Midterm: Origins of Tate Artists

Nithin Poreddy

Bar Chart of 1930-1949 Tate Art Collection Data

Introduction

What I wanted to explore was where most of the artists that contributed to the Tate Art Collection were originally from who were born between 1930 – 1949. Given that the Tate collection is housed in the UK, I excluded all artists originally from the UK as I was more interested internationally which country had more citizens contribute to the collection. I used RawGraphs.io to create the bar chart visualization to look for any trends or spikes in data that could be interesting to analyze in the fields of history and art history.

Sources

I used the tate-art-data-1930-1949.csv data set found in the shared Google Drive, which delineates the artists born between 1930 – 1949 who contributed to the collection and provides links to their works.

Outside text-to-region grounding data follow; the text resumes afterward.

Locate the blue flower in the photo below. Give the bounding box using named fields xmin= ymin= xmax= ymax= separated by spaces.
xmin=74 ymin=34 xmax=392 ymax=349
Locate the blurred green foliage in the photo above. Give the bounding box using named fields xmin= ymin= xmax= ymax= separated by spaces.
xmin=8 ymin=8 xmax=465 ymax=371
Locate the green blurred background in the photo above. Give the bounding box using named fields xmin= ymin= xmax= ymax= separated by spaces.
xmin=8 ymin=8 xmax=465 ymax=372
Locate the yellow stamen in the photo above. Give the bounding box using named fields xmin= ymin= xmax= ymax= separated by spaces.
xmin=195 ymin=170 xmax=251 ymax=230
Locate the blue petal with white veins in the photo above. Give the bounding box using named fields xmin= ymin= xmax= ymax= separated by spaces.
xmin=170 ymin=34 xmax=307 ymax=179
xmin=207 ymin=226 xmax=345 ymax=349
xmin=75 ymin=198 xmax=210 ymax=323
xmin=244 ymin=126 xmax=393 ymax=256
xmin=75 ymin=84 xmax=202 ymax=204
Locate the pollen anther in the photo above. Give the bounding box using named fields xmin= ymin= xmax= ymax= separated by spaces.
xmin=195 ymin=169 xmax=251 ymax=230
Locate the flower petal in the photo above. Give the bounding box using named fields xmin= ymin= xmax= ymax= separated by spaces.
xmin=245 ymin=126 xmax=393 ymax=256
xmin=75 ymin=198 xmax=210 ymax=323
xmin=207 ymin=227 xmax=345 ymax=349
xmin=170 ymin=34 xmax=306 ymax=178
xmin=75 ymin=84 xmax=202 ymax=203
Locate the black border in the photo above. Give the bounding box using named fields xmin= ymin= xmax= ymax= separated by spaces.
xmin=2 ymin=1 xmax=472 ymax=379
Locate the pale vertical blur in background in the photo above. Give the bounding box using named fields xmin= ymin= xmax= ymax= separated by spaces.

I used OpenRefine and Excel for data cleaning and organization and RawGraphs.io for data visualization.

Process

I first uploaded the data into OpenRefine in order to remove variables I wasn’t planning on using for analysis and visualization purposes. I removed all of the artists that were from regions in the UK as they were not important for what I was looking at, as stated above. In terms of variable columns, I kept the “placeofBirth” and “name” columns as those were the variables I was most interested in, but I also kept the “yearofBirth” and “gender” columns just in case I wanted to do any further comparisons. I followed the OpenRefine activity we did in class to make sure I made the data machine-readable and organized. I was trying to see if I could group artists by their country of origin and not have it by city/town, but I couldn’t do it in OpenRefine.

I then exported the edited data to Excel to see if I could fix the data there. In looking at the data, I realized that I would I have to manually change each entry to just list countries as the graphing software would graph each city/town as separate values even if they were located in the same country. I went ahead and did that and also cleared any data points with missing information; I changed the file type of the Excel spreadsheet so that it would work with the graphing software and it resulted in some data loss.

Presentation

I saved everything and uploaded the data to RawGraphs.io to create a bar chart; I looked on Flourish for other graphical displays but none of them worked with what I was trying to visualize, plus a bar graph worked best for what I was analyzing. After creating the graph, I adjusted the width of the graph so that all the x-axis labels were readable, increased padding to create more separation in the columns, and changed the color of the columns. For some reason, RawGraphs would not let me add a y-axis label, but there is an x-axis label at least (placeofBirth). The y values are just the numbers of artists from each country. Because the graph is so big, downloading and embedding it into this webpage distorted the quality and it isn’t super readable. Making the graph bigger also doesn’t help. I tried different methods such as downloading it as a different file and even trying other visualizations tools, but nothing seemed to solve the issue. The countries with the biggest number of contributors were the US, Canada, France, Deutschland, and Italy.

Significance

This project taught me a lot about what really goes into creating data visualizations that are used in bigger digital humanities projects. With my approach, it’s important to take note of the process of condensing the dataset to the variables you actually want to use. For me, that was the process that took the most time as I had to make sure all the data variables and values were labelled appropriately so that the visualization would come out like I wanted. However, the process is essential for focusing on the idea one wants to study and makes the visualization process a lot easier.

I also want to note that even though my visualization is just a simple bar chart, it still remains as one of the best ways to display the topic I was analyzing. I’m sure there are more aesthetic ways to model this data with my particular idea of study, but I still feel that it is important to value readability and interpretation to the general public over appearance. I know my graph isn’t super readable due to the its size and resolution but I’m just saying this generally. There is a balance that can be achieved but for the times that it can’t be reached, I think choosing easy interpretation is better. In reference to mine, I definitely could work on finding more visualization tools that can model what I want to study and result in a higher resolution, more compact graph.

In relation to the digital humanities in general, my project focuses on studying the origins of artists who’ve impacted the world of art through their contributions to the Tate Art Collection. I’m not using any statistical analysis or studying anything scientific but instead charting the distribution of the origins of the Tate collection artists born between 1930 – 1949. I aimed to create an easy-to-understand graph of a historical aspect of the Tate Art Collection, aligning with one of the main objectives of the digital humanities: using innovative tools to create interpretable visual representations of historical data pertaining to the arts, history, and the humanities.